Each experiment requires Run Settings. This tells the software what is present in your PCR reaction.
Run Settings is the 2nd tab on the left hand side of the screen and when selected shows the following display. This display is annotated to help cover the available options.
There are 3 main choices that will affect how an experiment runs when not using Advanced Settings (8). These are: dye present (1-3), signal quality (4-6) and the option to turn on optimize Melt Acquisitions (7).
Intercalating Dyes (1)
This should be used if the experiment contains an intercalating dye, for example SYBR Green.
Hydrolysis Probes (2)
This should be used if the experiment contains hydrolysis probes, for example FAM, HEX.
Other Dyes (3)
This should be used if the experiment contains other dyes, for example, Molecular Beacons.
High Quality (4)
This will improve data quality by averaging over an increased amount of data points.
Normal Quality (5)
This will use the default number of data points and should be used if you are unsure.
High Speed (6)
This uses the minimum amount of data points to reduce the time taken for optical acquisitions. This can be used for a high speed reaction.
Optimize Melt Acquisitions (7)
This option tells the MyGo Pro to find the best settings to use during melting. This can also be used to optimize integration times during cycling. This will be covered in Optimize Integration Times.
Use Advanced Settings (8)
Advanced settings allow the user to specify in detail how optical integrations are performed. This will be covered in more detail in Optimize Integration Times, further on in the manual.

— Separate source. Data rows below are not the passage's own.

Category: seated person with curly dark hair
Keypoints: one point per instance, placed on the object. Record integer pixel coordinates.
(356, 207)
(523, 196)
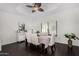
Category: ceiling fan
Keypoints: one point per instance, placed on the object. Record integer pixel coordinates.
(36, 7)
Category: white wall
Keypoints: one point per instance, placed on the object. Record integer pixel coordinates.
(68, 21)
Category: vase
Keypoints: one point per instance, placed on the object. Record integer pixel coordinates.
(70, 43)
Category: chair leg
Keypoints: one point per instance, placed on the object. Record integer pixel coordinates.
(53, 49)
(26, 43)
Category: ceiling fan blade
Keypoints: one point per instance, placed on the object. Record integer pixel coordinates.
(29, 6)
(40, 9)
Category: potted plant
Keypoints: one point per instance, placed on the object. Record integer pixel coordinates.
(70, 37)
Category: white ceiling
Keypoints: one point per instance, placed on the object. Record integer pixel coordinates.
(49, 8)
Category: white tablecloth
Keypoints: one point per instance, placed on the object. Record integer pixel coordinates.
(34, 39)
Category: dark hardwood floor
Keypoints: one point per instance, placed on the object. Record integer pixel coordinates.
(19, 49)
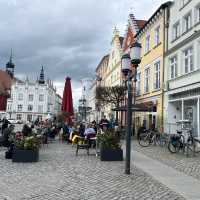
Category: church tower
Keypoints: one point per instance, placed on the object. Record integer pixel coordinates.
(10, 66)
(41, 79)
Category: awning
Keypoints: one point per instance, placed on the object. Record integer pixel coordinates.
(137, 108)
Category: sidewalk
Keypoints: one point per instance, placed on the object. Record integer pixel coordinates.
(179, 182)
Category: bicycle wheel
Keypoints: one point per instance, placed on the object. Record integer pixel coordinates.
(144, 139)
(174, 147)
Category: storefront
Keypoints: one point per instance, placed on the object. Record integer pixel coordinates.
(184, 105)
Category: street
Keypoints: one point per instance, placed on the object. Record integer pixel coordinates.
(61, 175)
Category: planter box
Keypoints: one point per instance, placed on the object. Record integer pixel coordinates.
(25, 156)
(107, 154)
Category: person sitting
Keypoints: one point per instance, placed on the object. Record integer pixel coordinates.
(66, 132)
(26, 130)
(81, 130)
(6, 135)
(89, 134)
(104, 122)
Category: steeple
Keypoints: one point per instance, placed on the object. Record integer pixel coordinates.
(10, 66)
(41, 79)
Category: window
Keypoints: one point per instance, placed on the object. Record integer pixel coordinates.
(146, 79)
(20, 97)
(147, 44)
(19, 116)
(188, 60)
(173, 67)
(29, 118)
(197, 13)
(187, 22)
(157, 75)
(30, 107)
(184, 2)
(40, 109)
(30, 97)
(41, 97)
(176, 30)
(157, 35)
(138, 90)
(19, 107)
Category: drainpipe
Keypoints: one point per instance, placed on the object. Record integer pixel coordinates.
(165, 48)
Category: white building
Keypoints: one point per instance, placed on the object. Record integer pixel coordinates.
(32, 100)
(182, 64)
(84, 108)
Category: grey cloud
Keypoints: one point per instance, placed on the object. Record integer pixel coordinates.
(67, 37)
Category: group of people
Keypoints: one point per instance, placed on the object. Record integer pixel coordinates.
(52, 128)
(83, 130)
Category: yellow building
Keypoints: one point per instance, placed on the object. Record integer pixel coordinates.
(113, 73)
(150, 74)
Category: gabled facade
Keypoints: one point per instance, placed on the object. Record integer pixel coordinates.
(101, 70)
(31, 100)
(113, 73)
(182, 61)
(133, 26)
(150, 74)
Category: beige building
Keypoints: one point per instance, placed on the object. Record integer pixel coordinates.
(113, 73)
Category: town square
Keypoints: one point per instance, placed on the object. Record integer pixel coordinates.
(100, 100)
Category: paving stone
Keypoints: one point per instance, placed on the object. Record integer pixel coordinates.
(61, 175)
(179, 161)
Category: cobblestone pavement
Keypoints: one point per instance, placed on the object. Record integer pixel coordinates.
(189, 165)
(62, 175)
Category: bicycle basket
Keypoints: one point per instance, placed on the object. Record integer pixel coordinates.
(175, 139)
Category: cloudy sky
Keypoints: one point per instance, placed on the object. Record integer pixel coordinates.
(67, 37)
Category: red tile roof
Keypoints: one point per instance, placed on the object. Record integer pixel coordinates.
(140, 23)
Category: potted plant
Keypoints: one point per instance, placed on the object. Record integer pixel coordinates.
(110, 148)
(26, 149)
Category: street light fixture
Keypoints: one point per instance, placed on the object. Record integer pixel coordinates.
(134, 58)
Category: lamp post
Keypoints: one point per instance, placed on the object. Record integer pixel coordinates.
(134, 58)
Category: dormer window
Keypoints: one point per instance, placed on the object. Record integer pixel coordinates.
(187, 22)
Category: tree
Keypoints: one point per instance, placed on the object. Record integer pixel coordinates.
(110, 95)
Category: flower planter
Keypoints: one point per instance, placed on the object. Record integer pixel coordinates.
(108, 154)
(25, 155)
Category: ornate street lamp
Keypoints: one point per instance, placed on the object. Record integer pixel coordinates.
(134, 58)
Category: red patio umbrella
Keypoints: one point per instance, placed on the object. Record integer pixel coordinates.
(67, 102)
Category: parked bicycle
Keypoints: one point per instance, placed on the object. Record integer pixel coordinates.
(149, 137)
(179, 142)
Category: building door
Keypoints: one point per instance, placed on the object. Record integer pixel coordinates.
(190, 113)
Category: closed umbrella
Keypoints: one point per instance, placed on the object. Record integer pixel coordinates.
(67, 103)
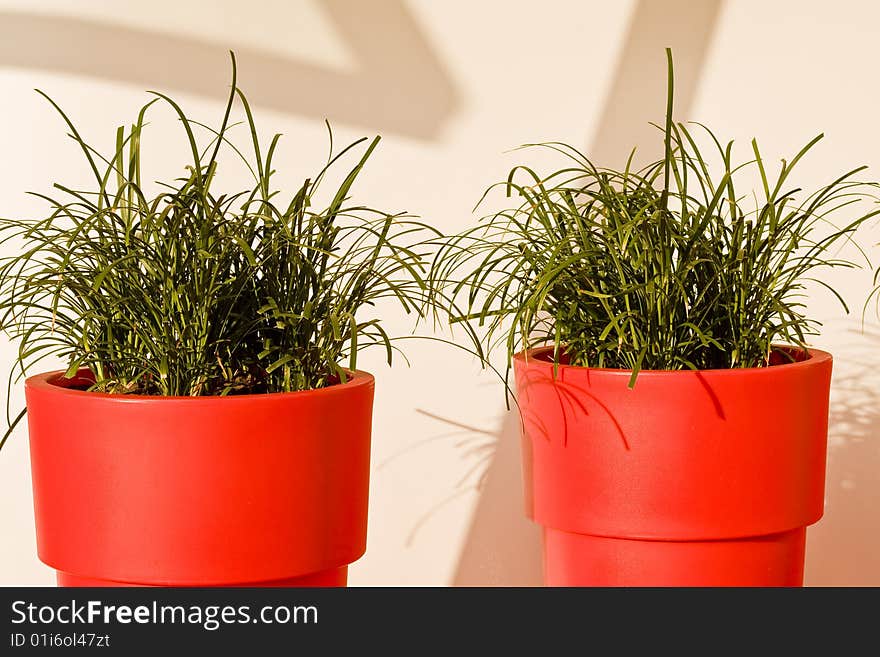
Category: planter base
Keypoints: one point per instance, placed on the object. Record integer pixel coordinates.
(331, 577)
(582, 560)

Display Dye Calibration (9)
This shows the dye calibrations that are stored in the current experiment, and which are used to analyse optical data. This setting is not required to run an experiment and will be covered in more detail in Automatic Dye File Generation.
Fused Project Run Settings
When projects are fused together the run settings looks different. Below Experiment 1 and 2 have been fused together.
As you can see we are given an settings summary of the run settings that were used in experiment 1 and 2.